Queen was left near breakdown after assassination attempt on Prince Charles

It's reported that the late Queen Elizabeth II "came close to breakdown" after an assassination attempt on the then Prince Charles in the '60s.

The now King was invested as the Prince of Wales in 1969, but the decision didn't go down with many within Wales itself.

The period saw Welsh nationalism explode in popularity, with a paramilitary group emerging at the time, known as Mudiad Amddiffyn Cymru, or the Welsh Defence Movement in English.

A member of the group, John Jenkins, was behind a plot to plant several bombs in around Caenarfon Castle, the location of Charles's investitute, in an attempt to kill him.

Historian Jane Ridley recalled the event last year in a review of Robert Hardman's book, Queen of Our Times.

She wrote: "Prince Charles's investiture at Caernarfon was a modern take on royal ceremonial designed by Snowdon, but it became a target for terrorist Welsh nationalists, and Prince Charles was lucky to escape a bomb.

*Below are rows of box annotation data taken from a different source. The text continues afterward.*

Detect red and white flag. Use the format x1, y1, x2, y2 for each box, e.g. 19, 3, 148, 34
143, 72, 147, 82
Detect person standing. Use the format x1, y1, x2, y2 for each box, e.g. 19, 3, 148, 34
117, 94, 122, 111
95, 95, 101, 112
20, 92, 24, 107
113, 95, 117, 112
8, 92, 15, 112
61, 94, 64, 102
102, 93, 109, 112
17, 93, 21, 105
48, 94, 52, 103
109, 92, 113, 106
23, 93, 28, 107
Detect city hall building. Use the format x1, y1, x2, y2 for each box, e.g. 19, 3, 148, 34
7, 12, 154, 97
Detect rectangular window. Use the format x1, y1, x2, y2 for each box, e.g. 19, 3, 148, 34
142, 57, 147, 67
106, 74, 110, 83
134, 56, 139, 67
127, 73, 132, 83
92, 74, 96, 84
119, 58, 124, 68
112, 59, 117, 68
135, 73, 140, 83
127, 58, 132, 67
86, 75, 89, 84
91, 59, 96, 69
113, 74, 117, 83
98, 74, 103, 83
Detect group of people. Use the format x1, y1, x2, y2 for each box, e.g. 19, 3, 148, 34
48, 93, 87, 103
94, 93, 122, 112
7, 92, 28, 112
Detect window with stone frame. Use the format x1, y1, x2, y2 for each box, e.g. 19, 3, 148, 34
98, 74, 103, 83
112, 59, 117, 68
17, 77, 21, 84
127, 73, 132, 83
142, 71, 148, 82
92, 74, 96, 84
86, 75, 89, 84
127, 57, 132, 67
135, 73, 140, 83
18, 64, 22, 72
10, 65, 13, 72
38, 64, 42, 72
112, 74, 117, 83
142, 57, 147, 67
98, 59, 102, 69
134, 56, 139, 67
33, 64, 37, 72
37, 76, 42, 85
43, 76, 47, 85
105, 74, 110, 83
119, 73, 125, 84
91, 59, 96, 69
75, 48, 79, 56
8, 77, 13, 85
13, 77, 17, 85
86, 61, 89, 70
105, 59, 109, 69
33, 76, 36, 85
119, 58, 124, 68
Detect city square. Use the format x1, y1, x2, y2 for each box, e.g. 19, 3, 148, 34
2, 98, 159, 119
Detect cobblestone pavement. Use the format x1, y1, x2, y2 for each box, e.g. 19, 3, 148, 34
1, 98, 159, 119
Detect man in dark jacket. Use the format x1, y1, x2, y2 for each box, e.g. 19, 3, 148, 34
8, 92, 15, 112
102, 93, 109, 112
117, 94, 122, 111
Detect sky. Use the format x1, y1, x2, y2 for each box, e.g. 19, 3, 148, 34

"Hardman reveals how shattering this was for the Queen. For the first time she cancelled her engagements and came close to breakdown."

As Ridley recalls, while the bomb plot did not succeed, it was one of few times in which the Queen was visibly distressed.

The King paid tribute to his beloved mother last week, marking his first Mother's Day without her since her death in September 2022.

The monarch posted the touching tribute on social media, addressing the Royal Family's 12.9million followers with pictures of a baby Charles sitting on his mothers' lap, alongside a similar picture of Camilla, Queen Consort, and her mother Rosalind.

The caption read: "To all mothers everywhere, and to those who may be missing their mums today, we are thinking of you and wishing a special #MothersDay."

King Charles is also honouring the pallbearers who carried the late Queen's coffin at her state funeral last year.

The eight Grenadier Guards are among those to be recognised in a special honour's list for the roles they played during the period of national mourning following her death.

Lance Sergeant Alex Turner, Lance Corporal Tony Flynn, Lance Sergeant Elias Orlowski, Guardsman Fletcher Cox, Guardsman James Patterson, Lance Sergeant Ryan Griffiths, Guardsman Luke Simpson, and Guardsman David Sanderson were selected to be pallbearers from the King's Company (then Queen's), 1st Battalion Grenadier Guards.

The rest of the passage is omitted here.